"Gentrification" is not wrong.
A neighborhood is either desirable or expensive or undesirable and inexpensive. It can move in either direction for a variety of reasons.
Maybe a community loses its industry and there are no more jobs, so prices go down, but it's still a bad place to live because there are no jobs and no future. Maybe hot new industries come to town and the opposite happens.
Maybe crime goes up, and people who can afford to leave move away. Maybe crime goes down, and people who used to avoid the neighborhood start moving in.
The list goes on and on.
Suppose we have a low-cost area that is in reasonable commuting distance from high-paying jobs. Why is it low-cost if it's so well-located? The obvious answers include crime and dilapidation. There are two ways things can go from here: The conditions improve and the prices go up, or the conditions stay lousy and the prices stay low. The "anti-gentrification" crowd tells you that price increases are immoral, but are they really ok with crime-ridden slums? Of course not. They promote magical thinking - the idea that we can get rid of crime and fix up the buildings without increasing the prices, even though the only reason that the prices were low was the conditions!
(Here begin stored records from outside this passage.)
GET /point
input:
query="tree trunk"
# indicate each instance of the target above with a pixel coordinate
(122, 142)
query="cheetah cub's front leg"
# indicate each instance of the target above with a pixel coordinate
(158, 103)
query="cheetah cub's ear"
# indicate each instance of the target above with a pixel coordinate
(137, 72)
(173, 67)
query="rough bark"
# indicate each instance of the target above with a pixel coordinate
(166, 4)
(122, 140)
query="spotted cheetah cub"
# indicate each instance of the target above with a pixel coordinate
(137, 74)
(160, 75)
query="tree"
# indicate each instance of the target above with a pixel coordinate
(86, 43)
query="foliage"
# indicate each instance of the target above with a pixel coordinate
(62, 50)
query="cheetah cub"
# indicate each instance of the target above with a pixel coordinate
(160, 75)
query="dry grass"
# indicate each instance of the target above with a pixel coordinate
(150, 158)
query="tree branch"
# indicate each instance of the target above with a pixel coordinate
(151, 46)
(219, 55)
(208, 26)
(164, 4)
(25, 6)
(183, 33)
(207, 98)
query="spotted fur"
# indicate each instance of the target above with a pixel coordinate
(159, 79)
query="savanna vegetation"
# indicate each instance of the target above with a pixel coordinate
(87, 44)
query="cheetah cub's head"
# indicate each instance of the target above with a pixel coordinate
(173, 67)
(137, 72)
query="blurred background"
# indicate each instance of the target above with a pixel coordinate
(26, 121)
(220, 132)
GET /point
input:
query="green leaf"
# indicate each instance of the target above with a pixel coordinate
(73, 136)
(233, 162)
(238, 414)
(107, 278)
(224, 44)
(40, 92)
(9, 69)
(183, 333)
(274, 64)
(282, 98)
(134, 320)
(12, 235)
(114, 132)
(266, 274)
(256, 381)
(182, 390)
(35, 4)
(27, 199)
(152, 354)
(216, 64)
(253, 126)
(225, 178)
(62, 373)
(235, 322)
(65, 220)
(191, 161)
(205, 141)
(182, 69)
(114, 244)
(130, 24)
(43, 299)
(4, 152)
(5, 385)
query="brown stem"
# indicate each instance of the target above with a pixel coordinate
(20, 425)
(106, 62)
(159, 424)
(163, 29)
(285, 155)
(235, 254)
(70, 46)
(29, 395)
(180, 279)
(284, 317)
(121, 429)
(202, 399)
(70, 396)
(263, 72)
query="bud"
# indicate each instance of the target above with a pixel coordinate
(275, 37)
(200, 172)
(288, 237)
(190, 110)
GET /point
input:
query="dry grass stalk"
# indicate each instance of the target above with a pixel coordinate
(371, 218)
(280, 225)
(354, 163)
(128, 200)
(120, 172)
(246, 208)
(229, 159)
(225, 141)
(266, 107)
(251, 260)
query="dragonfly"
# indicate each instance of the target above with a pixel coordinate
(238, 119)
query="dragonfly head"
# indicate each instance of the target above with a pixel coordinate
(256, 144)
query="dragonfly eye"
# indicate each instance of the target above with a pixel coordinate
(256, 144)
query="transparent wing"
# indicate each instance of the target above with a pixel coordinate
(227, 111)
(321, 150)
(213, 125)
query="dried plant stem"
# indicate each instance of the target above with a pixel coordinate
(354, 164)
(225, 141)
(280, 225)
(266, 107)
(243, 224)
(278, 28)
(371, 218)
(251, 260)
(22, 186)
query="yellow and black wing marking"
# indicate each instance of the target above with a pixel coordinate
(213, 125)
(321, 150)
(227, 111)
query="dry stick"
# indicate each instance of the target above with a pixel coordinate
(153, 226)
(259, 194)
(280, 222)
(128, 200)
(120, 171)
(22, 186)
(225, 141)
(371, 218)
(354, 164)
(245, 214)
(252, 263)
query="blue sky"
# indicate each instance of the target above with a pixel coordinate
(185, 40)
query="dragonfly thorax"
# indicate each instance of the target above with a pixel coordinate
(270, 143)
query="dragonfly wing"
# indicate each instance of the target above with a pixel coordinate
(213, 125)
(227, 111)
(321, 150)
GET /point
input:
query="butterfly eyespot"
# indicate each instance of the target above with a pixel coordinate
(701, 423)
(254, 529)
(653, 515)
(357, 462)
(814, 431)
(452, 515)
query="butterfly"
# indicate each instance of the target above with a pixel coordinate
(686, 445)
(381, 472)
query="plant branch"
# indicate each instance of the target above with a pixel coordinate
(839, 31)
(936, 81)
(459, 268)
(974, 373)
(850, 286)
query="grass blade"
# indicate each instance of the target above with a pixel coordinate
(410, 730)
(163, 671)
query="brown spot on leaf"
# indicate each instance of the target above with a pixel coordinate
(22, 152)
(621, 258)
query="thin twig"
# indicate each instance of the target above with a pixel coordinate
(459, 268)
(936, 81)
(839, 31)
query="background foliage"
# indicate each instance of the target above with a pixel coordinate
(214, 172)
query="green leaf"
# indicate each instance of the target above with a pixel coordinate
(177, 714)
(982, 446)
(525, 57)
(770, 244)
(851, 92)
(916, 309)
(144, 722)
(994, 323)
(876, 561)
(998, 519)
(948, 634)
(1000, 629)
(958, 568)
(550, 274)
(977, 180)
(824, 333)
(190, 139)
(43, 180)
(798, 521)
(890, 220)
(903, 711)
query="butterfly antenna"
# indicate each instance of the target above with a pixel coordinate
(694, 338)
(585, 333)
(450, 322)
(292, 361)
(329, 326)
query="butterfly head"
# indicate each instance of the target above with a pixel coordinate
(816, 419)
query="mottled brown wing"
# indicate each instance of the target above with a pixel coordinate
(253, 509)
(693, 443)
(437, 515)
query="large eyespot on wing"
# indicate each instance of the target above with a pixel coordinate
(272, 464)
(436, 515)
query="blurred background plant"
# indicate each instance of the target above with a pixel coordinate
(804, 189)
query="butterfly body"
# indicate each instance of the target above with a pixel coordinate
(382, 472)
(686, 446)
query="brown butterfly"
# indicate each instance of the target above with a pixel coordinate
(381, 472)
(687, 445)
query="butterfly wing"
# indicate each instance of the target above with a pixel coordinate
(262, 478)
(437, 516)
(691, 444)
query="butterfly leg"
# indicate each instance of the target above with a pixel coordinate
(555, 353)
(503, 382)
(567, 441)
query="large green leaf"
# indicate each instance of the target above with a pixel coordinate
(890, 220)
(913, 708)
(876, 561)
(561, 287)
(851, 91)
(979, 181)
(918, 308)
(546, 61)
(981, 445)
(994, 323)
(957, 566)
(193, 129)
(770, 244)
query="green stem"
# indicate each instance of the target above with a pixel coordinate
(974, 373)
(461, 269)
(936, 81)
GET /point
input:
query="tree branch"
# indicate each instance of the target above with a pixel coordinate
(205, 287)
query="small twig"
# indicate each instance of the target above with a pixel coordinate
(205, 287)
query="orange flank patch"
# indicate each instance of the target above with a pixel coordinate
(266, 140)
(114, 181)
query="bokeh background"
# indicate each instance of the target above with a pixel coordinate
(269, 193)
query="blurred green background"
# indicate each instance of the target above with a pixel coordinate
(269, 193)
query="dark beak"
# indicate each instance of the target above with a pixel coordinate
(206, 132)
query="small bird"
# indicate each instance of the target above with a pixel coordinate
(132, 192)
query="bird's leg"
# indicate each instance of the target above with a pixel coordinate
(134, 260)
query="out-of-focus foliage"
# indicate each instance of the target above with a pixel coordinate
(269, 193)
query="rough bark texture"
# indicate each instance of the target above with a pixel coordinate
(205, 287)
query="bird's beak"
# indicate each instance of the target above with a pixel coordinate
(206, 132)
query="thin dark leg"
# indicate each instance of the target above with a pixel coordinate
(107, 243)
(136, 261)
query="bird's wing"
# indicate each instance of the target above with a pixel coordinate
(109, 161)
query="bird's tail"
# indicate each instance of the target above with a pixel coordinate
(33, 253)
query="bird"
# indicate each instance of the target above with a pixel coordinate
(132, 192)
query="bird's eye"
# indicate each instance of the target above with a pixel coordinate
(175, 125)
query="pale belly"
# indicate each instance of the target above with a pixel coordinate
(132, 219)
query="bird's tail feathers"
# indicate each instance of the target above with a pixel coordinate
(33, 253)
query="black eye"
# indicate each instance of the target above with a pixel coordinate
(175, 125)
All of this without even mentioning that everyone who OWNs in a "gentrifying" neighborhood wins the appreciation lottery.
Shorter commutes are more green. It's better for society as a whole if the people working the high-paying jobs live near them. People doing little to no work don't have any particular reason to prefer one area to another, nor should we pander to them. The idea that you are more entitled to live in a particular area if you "started out there" has terrible implications and quickly becomes oppressive.
Finally, of course, the elephant in the room is identity politics. Most ant-gentrification rhetoric usually stems from toxic identity politics. People who get very angry when Identity Group A is displaced by Identity Group B don't care one whit when the opposite happens somewhere else. At best, such people are consistent in supporting the displacement of "richer" people by "poorer" people, or at least those they imagine to be so, while opposing the displacement of "poorer" by "richer." But adding emotional rhetoric doesn't change the facts above.
There is no good reason to keep crime in place, to keep dilapidation un-remedied, or to maintain filthy hovels when better alternatives are available.